Contents

jaredhowland/warc-swift

A production-ready Swift 6.2 library for creating [WARC 1.1](https://iipc.github.io/warc-specifications/specifications/warc-format/warc-1.1/) web archives. Powered by [wget-at](https://github.com/ArchiveTeam/wget-lua) (ArchiveTeam's wget-lua) for crawling.

Features

  • Full WARC 1.1 compliance — all 8 record types, all named fields, correct CRLF framing
  • Single-page capturearchive(url:options:) fetches a page and all its inline assets
  • Recursive crawlingcrawl(url:options:) with configurable depth, domain filters, rate limits
  • wget-at integration — robots.txt, deduplication, Lua scripting, battle-tested crawling
  • Per-record GZIP.warc.gz output following WARC 1.1 Annex D best practice
  • Swift WARC I/O — read and write WARC files independently with WARCReader / WARCWriter
  • Async/await — Swift 6.2 strict concurrency, WARCArchiver is a safe actor

Requirements

  • Swift 6.2+
  • macOS 13+ or Linux
  • wget or wget-at: see Installation
  • zlib: brew install zlib (macOS) / apt-get install zlib1g-dev (Linux)

Installation

Swift Package Manager

.package(url: "https://github.com/yourorg/warc-swift", from: "1.0.0")

Add "warc-swift" to your target dependencies.

wget Installation

warc-swift delegates all HTTP crawling to wget (or the enhanced wget-at from ArchiveTeam).

macOS (standard wget via Homebrew):

brew install wget

Ubuntu/Debian:

apt-get install wget

Build ArchiveTeam's wget-lua (adds Lua scripting, advanced WARC options):

chmod +x Scripts/build-wget-at.sh
./Scripts/build-wget-at.sh

This builds GNU Wget 1.21.3-at with +ssl/openssl +lua/luajit +psl and installs it into Sources/warc-swift/Resources/Binaries/wget-at-darwin-arm64 (macOS arm64).

Note: The bundled wget-at binary links against Homebrew dylibs (openssl@3, luajit, libpsl).
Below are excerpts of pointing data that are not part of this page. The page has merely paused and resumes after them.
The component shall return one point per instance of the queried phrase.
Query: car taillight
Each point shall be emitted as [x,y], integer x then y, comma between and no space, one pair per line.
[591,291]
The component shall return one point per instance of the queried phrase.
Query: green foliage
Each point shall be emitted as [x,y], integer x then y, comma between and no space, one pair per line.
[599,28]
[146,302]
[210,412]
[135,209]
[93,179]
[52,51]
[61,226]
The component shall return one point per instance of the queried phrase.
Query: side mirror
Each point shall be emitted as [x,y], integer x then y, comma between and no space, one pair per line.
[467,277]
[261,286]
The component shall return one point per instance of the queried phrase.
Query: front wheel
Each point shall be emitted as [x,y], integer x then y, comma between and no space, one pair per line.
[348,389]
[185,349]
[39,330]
Install them with: brew install openssl@3 luajit libpsl

Bundle into the package (fallback — copies the system wget):**

chmod +x Scripts/fetch-binaries.sh
./Scripts/fetch-binaries.sh

Quick Start

import warc_swift

let archiver = WARCArchiver()

// Archive a single page (fetches page + all inline assets: images, CSS, JS)
let warcURL = try await archiver.archive(
    url: URL(string: "https://example.com")!,
    options: ArchiveOptions(outputPath: URL(fileURLWithPath: "output/"))
)
print("Saved WARC to: \(warcURL.path)")

// Recursive site crawl
var opts = ArchiveOptions(outputPath: URL(fileURLWithPath: "output/"))
opts.maxDepth = 2
opts.allowedDomains = ["example.com"]
opts.rateLimit = "500k"           // 500 KB/s max
opts.userAgent = "MyArchive/1.0"
opts.retries = 3
let warcURL2 = try await archiver.crawl(
    url: URL(string: "https://example.com")!,
    options: opts
)

Configuration Reference

| Option | Type | Default | Description | |--------|------|---------|-------------| | outputPath | URL | required | Output directory (created if absent) | | compress | Bool | true | Per-record GZIP → .warc.gz | | maxDepth | Int? | nil | Max crawl recursion depth | | allowedDomains | [String] | ` | Restrict crawl to these domains | | rateLimit | String? | nil | e.g. "100k", "1m" | | timeout | TimeInterval | 30 | Per-connection timeout (seconds) | | retries | Int | 3 | Retry count on failure | | userAgent | String? | nil | Custom User-Agent header | | additionalHeaders | [String: String] | [:] | Extra HTTP headers | | urlFilter | String? | nil | Reject pattern, e.g. ".mp4,.zip" | | luaScripts | [URL] | | wget-lua Lua script paths | | username / password | String? | nil | HTTP Basic Auth | | wgetAtPath | URL? | nil` | Override wget-at binary path |

Reading WARC Files

let reader = try WARCReader(path: URL(fileURLWithPath: "archive.warc.gz"))
for try await record in reader {
    print("\(record.type.rawValue): \(record.targetURI?.absoluteString ?? "-")")
    print("  Size: \(record.contentLength) bytes, Date: \(WARCDate.string(from: record.date))")
}

Writing WARC Files

let writer = try WARCWriter(path: URL(fileURLWithPath: "output.warc.gz"), compress: true)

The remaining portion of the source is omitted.